SEXTO.-Por lo expuesto procede la desestimación del recurso, si que de conformidad con lo establecido en el art. 139.1 de la Ley de la Jurisdicción , se aprecie la existencia de motivos que aconsejen un especial pronunciamiento sobre el pago de las costas procesales.
Vistos los preceptos legales citados y demás de pertinente y general aplicación, la Sala dicta el siguiente
Fallo
1º.-Desestima el recurso contencioso-administrativo interpuesto por la representación procesal de la entidad mercantil 'CONSTRUCCIONES Y SERVICIOS ESPECIALES SERIESA, S. L.'contra la resolución del Tribunal Económico Administrativo Regional de Andalucía (Sala de Granada) de 30 de junio de 2010, recaída en los expedientes números 18/964/2009 y 18/965/2009; y en consecuencia se confirma en sus términos por ser ajustados a derecho.

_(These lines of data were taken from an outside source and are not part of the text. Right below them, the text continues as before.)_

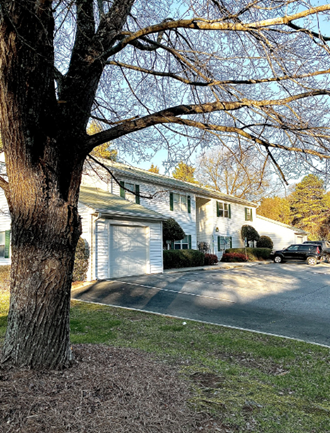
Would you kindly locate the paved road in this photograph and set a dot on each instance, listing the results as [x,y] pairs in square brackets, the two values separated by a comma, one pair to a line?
[287,299]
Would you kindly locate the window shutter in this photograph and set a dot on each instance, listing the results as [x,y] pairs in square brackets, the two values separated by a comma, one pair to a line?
[122,191]
[171,200]
[7,243]
[137,192]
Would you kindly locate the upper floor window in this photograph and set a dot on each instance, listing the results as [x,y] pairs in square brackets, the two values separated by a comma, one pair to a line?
[224,242]
[180,202]
[130,191]
[223,209]
[248,214]
[184,244]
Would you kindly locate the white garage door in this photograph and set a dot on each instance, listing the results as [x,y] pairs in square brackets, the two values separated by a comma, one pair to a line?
[128,251]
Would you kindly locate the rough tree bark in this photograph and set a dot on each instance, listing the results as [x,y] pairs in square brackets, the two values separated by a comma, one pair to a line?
[42,192]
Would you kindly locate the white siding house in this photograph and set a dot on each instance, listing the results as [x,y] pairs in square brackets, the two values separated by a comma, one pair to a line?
[124,238]
[122,210]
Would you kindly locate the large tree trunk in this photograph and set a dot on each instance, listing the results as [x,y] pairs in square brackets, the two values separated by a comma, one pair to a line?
[43,247]
[44,160]
[45,231]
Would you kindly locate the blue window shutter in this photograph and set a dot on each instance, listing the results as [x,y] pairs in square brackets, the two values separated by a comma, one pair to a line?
[171,200]
[137,192]
[7,243]
[122,191]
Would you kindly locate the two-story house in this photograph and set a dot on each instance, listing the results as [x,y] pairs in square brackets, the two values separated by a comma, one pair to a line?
[122,215]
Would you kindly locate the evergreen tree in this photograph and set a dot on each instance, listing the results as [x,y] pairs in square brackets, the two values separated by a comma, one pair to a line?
[184,172]
[154,169]
[308,206]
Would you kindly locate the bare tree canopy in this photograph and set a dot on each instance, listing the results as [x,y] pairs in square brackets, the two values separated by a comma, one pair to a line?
[210,70]
[237,171]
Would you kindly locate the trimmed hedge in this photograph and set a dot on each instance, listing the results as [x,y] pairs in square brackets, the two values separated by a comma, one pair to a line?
[182,258]
[233,257]
[253,254]
[210,259]
[81,261]
[265,242]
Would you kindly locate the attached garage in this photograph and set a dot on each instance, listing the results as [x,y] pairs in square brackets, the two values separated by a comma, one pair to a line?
[128,250]
[125,238]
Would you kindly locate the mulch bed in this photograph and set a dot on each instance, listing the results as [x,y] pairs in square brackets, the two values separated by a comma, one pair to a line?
[107,390]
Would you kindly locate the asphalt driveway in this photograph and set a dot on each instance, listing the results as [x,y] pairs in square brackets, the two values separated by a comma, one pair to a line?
[284,299]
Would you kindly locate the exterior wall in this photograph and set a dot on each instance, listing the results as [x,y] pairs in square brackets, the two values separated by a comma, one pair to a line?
[211,226]
[102,246]
[88,229]
[204,220]
[161,204]
[280,235]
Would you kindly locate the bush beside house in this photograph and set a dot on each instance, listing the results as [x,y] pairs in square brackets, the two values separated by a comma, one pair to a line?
[252,253]
[182,258]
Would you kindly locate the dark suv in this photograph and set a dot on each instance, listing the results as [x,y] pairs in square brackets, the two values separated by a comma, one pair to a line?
[324,245]
[310,253]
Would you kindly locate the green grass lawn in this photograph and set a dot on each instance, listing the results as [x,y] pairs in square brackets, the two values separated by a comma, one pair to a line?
[252,382]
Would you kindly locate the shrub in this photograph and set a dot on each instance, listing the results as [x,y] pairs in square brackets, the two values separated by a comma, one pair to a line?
[210,259]
[81,261]
[234,257]
[182,258]
[250,233]
[265,242]
[172,231]
[252,253]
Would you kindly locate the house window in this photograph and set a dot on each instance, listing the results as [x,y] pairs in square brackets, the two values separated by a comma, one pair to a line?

2º.-No se hace especial pronunciamiento sobre el pago de las costas.
Intégrese la presente sentencia en el libro de su clase y una vez firme remítase testimonio de la misma junto con el expediente administrativo al lugar de procedencia de éste.
Así por esta nuestra sentencia que se notificará a las partes haciéndoles saber, con las demás prevenciones del art. 248.4º de la Ley Orgánica del Poder Judicial , que contra la misma por ser firme, no cabe interponer recurso alguno, definitivamente juzgando, lo pronunciamos, mandamos y firmamos.